Par le prisme de la Gendarmerie maritime, dont l’une des missions est la surveillance des pêches, François Didierjean nous embarque aujourd’hui à la découverte de la bolinche, l’une des grandes techniques de pêche utilisées au large des côtes bretonnes.
Le gain d’un degré en température des masses marines européennes en 30 ans a modifié les aires de répartition des poissons. Leur migration bouleverse géographiquement les ressources halieutiques et les techniques de pêche. En Bretagne sud, filets, chaluts et bolinches peuvent se faire concurrence sur une même zone. L’équipage de la vedette côtière de surveillance maritime Elorn, à l’image de ses 23 sisterships de la Gendarmerie maritime, procède depuis Concarneau à des opérations de police des pêches et de la navigation jusqu’à une vingtaine de miles des côtes. Une de ses missions est justement d’éviter les contestations éventuelles entre pêcheurs professionnels pour certains poissons emblématiques comme le bar, en raison de sa forte valeur.
Techniques de pêche : arts dormants, arts traînants
Pour bien comprendre, il n’est pas inutile de décrire quelques unes des grandes techniques de pêche en vigueur. Le filet, tout d’abord, est un outil passif tendu verticalement dans l'eau. Il capture principalement des poissons (rouget barbet, merlu, lotte, sole...) d'une taille précise grâce aux mailles dimensionnées pour les retenir par les ouïes. Alors que le filet peut mesurer de 2 à 10 kilomètres, des bouées surmontées d'un pavillon le signalent. Le chalut, pour sa part, est un filet de forme conique (entonnoir) tracté par un ou deux chalutiers à l’aide de câbles, que l’on appelle des «funes». En fonction de la longueur filée, la profondeur du chalut est ajustée à celle du banc de poissons (Saint Pierre, sole, plie, raie, lotte...).
Quant à la bolinche, il s’agit d’un filet tournant coulissant. Long de plusieurs centaines de mètres avec une chute de 70 mètres, ce véritable lasso permet d’abord d’encercler rapidement le banc de poissons (anchois, sardine, maquereau, merlan bleu...) préalablement repéré. Un filin (coulisse), glissé dans sa partie inférieure assure sa fermeture.

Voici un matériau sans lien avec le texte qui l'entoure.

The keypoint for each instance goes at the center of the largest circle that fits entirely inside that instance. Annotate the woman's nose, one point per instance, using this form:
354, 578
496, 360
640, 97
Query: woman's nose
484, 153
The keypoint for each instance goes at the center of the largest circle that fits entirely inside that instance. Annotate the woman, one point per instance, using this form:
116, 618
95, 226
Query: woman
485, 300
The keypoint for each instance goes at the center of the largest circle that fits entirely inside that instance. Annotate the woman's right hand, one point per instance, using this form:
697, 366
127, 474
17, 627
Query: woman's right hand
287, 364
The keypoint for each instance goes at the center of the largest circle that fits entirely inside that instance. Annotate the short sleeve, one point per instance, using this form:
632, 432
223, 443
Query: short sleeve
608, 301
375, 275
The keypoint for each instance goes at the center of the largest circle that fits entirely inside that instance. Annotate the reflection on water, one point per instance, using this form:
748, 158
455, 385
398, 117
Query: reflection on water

La technique de la bolinche (© FRANCOIS DIDIERJEAN)
Une flottille de bolincheurs, nom donné aux bateaux mettant en œuvre cette technique, est basée à Concarneau. Malgré la forte réduction de la pêche hauturière ces dernières années, la cité finistérienne fait toujours partie des 10 premiers ports de pêche français. Les principales espèces vendues sous criée sont l’églefin, le merlu, la sardine, la lotte et la langoustine. En tout, une centaine de navires sont immatriculés dans le port breton, du fileyeur de 9 mètres au thonier senneur de 80 mètres, en passant par le bolincheur ou le chalutier. La plupart des bateaux travaillent au large des côtes françaises mais certains naviguent bien plus loin, comme les thoniers concarnois exploités en océan Indien.

La VCSM Elorn dans le port de Concarneau (© FRANCOIS DIDIERJEAN)
Mission du jour, le contrôle des bolincheurs
Dans le port de Concarneau, l’Elorn s’apprête à appareiller pour une mission de contrôle des bolincheurs. Avant de larguer les amarres, les gendarmes relisent la décision du 18 février 2014 fixant le nombre de licences et l’organisation de la campagne de pêche à la bolinche au sud du 48°30’. Les proies, les tonnages et les interdictions y sont précisées.
Avant de rejoindre les bolincheurs, dès la sortie du chenal, les gendarmes en profitent pour effectuer un premier contrôle sur des casiers et un fileyeur. Pas de problème pour les casiers qui sont bien immatriculés, en revanche le fileyeur reçoit l’ordre de retourner au port pour graves défauts de sécurité.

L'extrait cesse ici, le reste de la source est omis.